Sorgenbarometer

Coronapandemie ist neu die Top-Sorge der Schweizer Bevölkerung

Die Coronapandemie bereitet der Schweizer Bevölkerung laut einer Umfrage neu am meisten Sorgen. (Symbolbild)

Die Coronapandemie bereitet der Schweizer Bevölkerung laut einer Umfrage neu am meisten Sorgen. (Symbolbild)

Die Coronapandemie sorgt die Schweizer Bevölkerung 2020 am meisten. Dies zeigt der neue Sorgenbarometer der Credit Suisse. An zweiter Stelle stehen Sorgen zur Altersvorsorge und Arbeitslosigkeit.

(dpo) Das Ergebnis des neusten Sorgenbarometers der Schweizer Grossbank Credit Suisse (CS) dürfte die wenigsten überraschen: Mit 51 Prozent ist die Coronapandemie die neue Top-Sorge der Schweizer Bevölkerung, wie die CS in einer Mitteilung vom Donnerstag schreibt. Erstaunlich dabei sei, dass eine neue Sorge auf Anhieb auf den ersten Platz vorrücke. heisst es darin.

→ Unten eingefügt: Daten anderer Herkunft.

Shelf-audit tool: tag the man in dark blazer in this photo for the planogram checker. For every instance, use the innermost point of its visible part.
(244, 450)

«Seit der Ersterhebung des Sorgenbarometers vor 44 Jahren hat sich noch nie ein neues Thema als derart grosse Sorge etabliert», lässt sich Manuel Rybach, Global Head of Public Policy and Regulatory Affairs der Credit Suisse, in der CS-Mitteilung zitieren.

Corona-Pandemie bereitet Schweizer Bevölkerung am meisten Sorgen

Corona-Pandemie bereitet Schweizer Bevölkerung am meisten Sorgen

Zu diesem Schluss kommt das Sorgenbarometer der Credit Suisse 2020. Das Vertrauen in den Bundesrat, das Parlament und die Verwaltung ist stark gestiegen, was auch einen Zusammenhang mit dem Zeitpunkt der Befragung der Stimmbevölkerung zu tun hat, so Manuel Rybach von der Credit Suisse.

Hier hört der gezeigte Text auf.